Der begrenzende Faktor ist in der Selbstauskunft der Befragten nicht die Modellqualität. An erster Stelle steht die Unklarheit darüber, wer die Handlungen eines Agenten verantwortet, gefolgt von fehlender Nachvollziehbarkeit einzelner Entscheidungen.
Verteilung nach Branchen
Am weitesten fortgeschritten sind Versicherungen und Logistik. Beide Branchen verfügen über stark strukturierte Vorgangsketten mit klaren Abbruchpunkten, was die Einführung erleichtert. Fertigung und öffentlicher Sektor bilden das Schlusslicht, allerdings aus unterschiedlichen Gründen: in der Fertigung dominieren Systemintegrationskosten, im öffentlichen Sektor Vergabe- und Datenschutzfragen.

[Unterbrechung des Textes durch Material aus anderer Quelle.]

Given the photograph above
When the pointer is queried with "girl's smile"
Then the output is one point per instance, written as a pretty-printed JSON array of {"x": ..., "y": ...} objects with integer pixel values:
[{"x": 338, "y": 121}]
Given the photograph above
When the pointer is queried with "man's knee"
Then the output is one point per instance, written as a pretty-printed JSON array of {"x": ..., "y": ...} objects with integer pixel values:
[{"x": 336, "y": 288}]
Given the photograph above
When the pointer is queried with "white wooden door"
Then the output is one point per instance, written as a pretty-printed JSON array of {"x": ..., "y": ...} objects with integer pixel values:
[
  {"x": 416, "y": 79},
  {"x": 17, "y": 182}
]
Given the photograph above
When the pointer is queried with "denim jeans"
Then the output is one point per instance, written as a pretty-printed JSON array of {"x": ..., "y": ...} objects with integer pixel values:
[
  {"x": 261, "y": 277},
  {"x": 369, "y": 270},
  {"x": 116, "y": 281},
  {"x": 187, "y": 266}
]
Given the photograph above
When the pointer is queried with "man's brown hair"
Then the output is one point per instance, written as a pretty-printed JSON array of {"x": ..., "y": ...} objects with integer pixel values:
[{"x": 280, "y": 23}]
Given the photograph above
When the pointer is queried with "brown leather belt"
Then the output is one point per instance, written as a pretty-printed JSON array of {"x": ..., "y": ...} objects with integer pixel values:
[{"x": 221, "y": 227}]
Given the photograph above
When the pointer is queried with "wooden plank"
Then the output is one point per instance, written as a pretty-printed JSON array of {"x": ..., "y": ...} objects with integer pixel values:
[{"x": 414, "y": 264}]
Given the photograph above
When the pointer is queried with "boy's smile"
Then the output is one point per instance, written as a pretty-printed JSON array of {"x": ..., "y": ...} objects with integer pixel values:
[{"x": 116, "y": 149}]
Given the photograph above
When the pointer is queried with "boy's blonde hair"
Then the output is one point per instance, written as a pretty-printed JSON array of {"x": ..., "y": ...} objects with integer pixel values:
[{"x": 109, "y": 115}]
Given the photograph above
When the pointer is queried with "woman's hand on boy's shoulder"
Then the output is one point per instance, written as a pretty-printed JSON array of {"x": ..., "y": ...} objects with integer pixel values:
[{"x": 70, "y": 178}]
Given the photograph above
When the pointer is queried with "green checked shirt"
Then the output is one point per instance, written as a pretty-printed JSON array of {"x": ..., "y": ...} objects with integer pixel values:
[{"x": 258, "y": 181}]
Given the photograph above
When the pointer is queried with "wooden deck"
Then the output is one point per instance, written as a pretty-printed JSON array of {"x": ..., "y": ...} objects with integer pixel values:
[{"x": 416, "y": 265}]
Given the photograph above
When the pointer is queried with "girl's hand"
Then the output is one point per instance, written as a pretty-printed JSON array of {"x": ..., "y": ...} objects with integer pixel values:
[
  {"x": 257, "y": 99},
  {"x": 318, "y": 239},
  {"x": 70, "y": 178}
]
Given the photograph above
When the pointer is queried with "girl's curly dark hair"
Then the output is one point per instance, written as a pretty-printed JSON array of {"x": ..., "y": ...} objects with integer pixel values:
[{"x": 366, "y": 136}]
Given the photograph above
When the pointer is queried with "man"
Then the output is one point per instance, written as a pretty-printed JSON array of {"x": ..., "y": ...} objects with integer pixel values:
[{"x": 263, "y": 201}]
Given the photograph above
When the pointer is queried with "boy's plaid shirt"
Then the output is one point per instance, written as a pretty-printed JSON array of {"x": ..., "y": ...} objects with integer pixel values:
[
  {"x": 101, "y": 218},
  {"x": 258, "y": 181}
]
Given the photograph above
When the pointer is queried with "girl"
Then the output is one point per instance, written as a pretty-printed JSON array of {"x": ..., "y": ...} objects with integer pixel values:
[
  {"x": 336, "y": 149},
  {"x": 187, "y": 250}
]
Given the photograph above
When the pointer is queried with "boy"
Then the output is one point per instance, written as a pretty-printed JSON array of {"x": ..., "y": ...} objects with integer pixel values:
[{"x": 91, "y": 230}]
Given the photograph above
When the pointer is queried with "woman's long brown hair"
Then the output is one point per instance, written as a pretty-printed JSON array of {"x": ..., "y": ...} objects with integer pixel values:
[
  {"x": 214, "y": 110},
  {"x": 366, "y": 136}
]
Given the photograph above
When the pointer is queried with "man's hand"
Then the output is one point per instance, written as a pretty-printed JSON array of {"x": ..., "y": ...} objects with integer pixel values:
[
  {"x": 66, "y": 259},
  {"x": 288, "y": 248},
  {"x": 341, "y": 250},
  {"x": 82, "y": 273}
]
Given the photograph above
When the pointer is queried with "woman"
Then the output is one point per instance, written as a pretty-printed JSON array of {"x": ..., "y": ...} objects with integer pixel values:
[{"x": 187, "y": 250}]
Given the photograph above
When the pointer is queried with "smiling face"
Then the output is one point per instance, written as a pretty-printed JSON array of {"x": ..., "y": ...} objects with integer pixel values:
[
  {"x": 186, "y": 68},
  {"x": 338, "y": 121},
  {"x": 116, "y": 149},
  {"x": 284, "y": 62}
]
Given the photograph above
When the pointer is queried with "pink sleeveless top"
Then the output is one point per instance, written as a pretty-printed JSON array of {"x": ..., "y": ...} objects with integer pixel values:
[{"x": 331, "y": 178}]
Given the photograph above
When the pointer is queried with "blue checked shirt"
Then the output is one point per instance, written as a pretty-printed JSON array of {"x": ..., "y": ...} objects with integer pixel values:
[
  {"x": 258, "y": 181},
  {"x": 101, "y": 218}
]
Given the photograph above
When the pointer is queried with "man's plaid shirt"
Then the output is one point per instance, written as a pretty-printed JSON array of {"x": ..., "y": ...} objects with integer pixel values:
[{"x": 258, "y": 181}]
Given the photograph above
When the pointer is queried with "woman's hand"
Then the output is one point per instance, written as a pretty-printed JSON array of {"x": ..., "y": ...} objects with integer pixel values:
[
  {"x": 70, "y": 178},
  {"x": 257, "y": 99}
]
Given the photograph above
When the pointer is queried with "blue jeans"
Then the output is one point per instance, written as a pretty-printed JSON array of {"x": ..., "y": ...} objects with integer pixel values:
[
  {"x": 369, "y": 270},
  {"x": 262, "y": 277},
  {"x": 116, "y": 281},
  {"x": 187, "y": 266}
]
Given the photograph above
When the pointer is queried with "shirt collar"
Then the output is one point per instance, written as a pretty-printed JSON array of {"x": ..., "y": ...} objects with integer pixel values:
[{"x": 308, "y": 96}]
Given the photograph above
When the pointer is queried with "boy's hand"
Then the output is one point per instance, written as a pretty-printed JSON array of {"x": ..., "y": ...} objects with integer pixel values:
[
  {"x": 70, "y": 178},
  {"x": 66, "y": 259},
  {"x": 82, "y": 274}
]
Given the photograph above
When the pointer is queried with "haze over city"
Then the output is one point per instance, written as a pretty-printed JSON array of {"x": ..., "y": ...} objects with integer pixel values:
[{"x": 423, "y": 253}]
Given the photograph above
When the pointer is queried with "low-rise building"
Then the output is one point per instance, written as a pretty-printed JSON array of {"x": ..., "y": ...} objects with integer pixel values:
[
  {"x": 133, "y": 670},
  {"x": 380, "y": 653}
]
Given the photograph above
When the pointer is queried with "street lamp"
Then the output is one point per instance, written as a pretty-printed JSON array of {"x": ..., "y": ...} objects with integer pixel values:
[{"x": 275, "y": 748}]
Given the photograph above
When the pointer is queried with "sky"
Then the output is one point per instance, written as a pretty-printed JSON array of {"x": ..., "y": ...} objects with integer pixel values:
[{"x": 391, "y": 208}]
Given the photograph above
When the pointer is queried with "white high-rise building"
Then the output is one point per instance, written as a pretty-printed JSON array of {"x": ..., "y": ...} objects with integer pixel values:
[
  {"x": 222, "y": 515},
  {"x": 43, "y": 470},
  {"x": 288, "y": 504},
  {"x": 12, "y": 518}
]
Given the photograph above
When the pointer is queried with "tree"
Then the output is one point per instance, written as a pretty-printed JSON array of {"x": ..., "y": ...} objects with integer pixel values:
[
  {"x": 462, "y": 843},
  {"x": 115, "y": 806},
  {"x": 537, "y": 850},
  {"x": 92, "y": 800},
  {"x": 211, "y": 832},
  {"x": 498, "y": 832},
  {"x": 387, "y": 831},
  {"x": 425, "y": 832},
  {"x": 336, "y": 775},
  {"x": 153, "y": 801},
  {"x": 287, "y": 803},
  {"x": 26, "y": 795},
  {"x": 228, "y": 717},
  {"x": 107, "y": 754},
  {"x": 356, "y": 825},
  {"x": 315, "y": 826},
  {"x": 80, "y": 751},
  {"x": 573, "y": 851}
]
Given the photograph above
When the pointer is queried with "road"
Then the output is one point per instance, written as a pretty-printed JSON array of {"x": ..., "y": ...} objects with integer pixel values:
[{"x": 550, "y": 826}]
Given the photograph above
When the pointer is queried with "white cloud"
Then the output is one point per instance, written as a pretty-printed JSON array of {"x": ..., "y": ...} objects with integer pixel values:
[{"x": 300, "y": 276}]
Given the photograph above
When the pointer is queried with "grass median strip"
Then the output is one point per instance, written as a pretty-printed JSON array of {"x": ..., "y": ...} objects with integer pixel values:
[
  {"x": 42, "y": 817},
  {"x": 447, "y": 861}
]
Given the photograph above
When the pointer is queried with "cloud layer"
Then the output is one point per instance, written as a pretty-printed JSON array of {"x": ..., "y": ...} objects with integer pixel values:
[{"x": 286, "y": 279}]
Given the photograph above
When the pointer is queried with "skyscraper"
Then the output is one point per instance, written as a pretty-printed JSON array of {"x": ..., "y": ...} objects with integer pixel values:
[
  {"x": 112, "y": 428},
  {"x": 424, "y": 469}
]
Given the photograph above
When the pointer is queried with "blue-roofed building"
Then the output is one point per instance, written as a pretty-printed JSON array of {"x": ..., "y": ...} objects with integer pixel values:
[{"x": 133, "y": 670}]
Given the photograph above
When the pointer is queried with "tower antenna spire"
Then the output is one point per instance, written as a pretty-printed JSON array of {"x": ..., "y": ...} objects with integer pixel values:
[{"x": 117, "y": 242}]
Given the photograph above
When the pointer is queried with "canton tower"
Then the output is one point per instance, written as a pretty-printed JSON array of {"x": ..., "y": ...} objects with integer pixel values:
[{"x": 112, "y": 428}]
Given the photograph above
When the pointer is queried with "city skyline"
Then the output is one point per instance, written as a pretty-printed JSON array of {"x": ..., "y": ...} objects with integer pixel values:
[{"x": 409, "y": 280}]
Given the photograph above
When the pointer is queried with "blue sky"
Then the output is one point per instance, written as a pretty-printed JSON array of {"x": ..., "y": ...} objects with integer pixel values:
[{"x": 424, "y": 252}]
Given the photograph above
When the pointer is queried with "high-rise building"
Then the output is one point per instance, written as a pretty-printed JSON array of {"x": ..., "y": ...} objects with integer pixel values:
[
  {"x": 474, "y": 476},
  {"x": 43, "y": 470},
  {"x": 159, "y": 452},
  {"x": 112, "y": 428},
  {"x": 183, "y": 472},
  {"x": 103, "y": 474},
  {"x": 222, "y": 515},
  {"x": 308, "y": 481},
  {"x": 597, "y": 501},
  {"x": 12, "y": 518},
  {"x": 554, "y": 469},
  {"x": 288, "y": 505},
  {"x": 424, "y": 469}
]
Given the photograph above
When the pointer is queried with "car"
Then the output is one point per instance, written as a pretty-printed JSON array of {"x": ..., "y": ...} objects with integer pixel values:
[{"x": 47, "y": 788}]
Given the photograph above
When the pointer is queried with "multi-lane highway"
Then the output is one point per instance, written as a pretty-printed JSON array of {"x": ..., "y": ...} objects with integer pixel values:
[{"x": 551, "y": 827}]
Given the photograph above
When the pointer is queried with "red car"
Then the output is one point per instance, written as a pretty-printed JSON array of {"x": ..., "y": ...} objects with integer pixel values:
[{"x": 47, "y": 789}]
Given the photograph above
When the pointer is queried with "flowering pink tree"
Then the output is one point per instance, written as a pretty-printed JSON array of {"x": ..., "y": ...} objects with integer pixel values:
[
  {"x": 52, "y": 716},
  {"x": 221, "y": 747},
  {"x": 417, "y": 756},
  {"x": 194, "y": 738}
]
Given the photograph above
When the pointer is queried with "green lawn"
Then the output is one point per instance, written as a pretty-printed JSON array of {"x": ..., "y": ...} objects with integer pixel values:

Der Handel nimmt eine Sonderstellung ein. Dort finden sich die meisten produktiven Agenten überhaupt, jedoch fast ausschließlich in lesenden Rollen: Sortimentsanalyse, Wettbewerbsbeobachtung, Aufbereitung von Retourenmustern.
Methodik
Erhebungszeitraum war der 3. März bis 19. Juni 2026. Die Befragung erfolgte zweistufig: ein strukturierter Fragebogen an die IT-Leitung sowie ein vertiefendes Interview mit einem Mitglied der Geschäftsleitung. Bei Abweichungen zwischen beiden Quellen wurde die Angabe der Geschäftsleitung zur Verantwortungsfrage und die Angabe der IT-Leitung zur technischen Reifegradfrage gewertet.
Die vollständigen Datentabellen, die Branchenschnitte und der Fragebogen liegen im technischen Anhang dieses Berichts.